Mississippi and Medicaid
Low-income Mississippi residents face significant challenges in accessing affordable health care. In 2019, the state had the fifth-highest uninsured rate in the country. Nearly one of five residents live in poverty. Mississippi’s health care system also ranks last among all states across a range of measures of access to health care, quality of care, health care utilization, cost of care, health outcomes, and income-based health care disparities.
Currently, Mississippi covers approximately 840,000 residents through Medicaid and the Children’s Health Insurance Program. Most Medicaid enrollees (88%) are children or elderly or disabled adults. Only a small number of nondisabled parents and pregnant women are covered; Mississippi does not provide coverage for nondisabled childless adults under age 65, regardless of income level.
How Much Would It Cost to Expand Medicaid?
To determine the net cost to the state of expanding Medicaid, we began by estimating the number of people who would gain coverage from expansion, finding that approximately 230,000 Mississippi adults would enroll by the third year of the program.
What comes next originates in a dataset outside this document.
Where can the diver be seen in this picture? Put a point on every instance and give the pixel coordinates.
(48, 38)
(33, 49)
Given the 90 percent federal matching rate, the cost to the state of providing services to these new enrollees would be approximately $878 million over five years. Mississippi also would likely see increased administrative costs, which we estimate to be $78 million over this time period.1
How Significant Are the Offsetting Savings?
Mississippi would realize substantial savings from expansion. We project that expansion would result in $333 million in reduced state spending on existing Medicaid populations over five years, as some of these individuals instead enroll through the expansion.
In addition, Mississippi would qualify for the ARPA enhanced federal funding, which would provide an estimated additional $747 million in federal dollars. While the ARPA funding lasts for two years, Mississippi could “bank” the additional federal dollars to offset future expansion costs.
Finally, expansion likely would lead to reduced prison health care costs. We project that this would result in $88 million in savings over five years.
In total, we estimate $1.2 billion in savings over five years, against only $956 million in costs. If the state were to reserve excess ARPA funding, it would have $212 million in remaining unused funds after five years, allowing it to fund expansion for a sixth year at zero cost.
Medicaid expansion has been shown to offer myriad health-related benefits and associated gains that extend beyond health. While not accounted for as part of this analysis, it also has been shown to offer states substantial indirect fiscal benefits as a result of an influx of new federal dollars. The new dollars directly increase provider revenues and reduce uncompensated care while stimulating economic growth and new jobs as these dollars flow through the broader state economy (known as the “multiplier effect”). With the health needs of the state’s low-income population in the balance, our analysis shows that Medicaid expansion represents a fiscally prudent opportunity for Mississippi to improve health and well-being.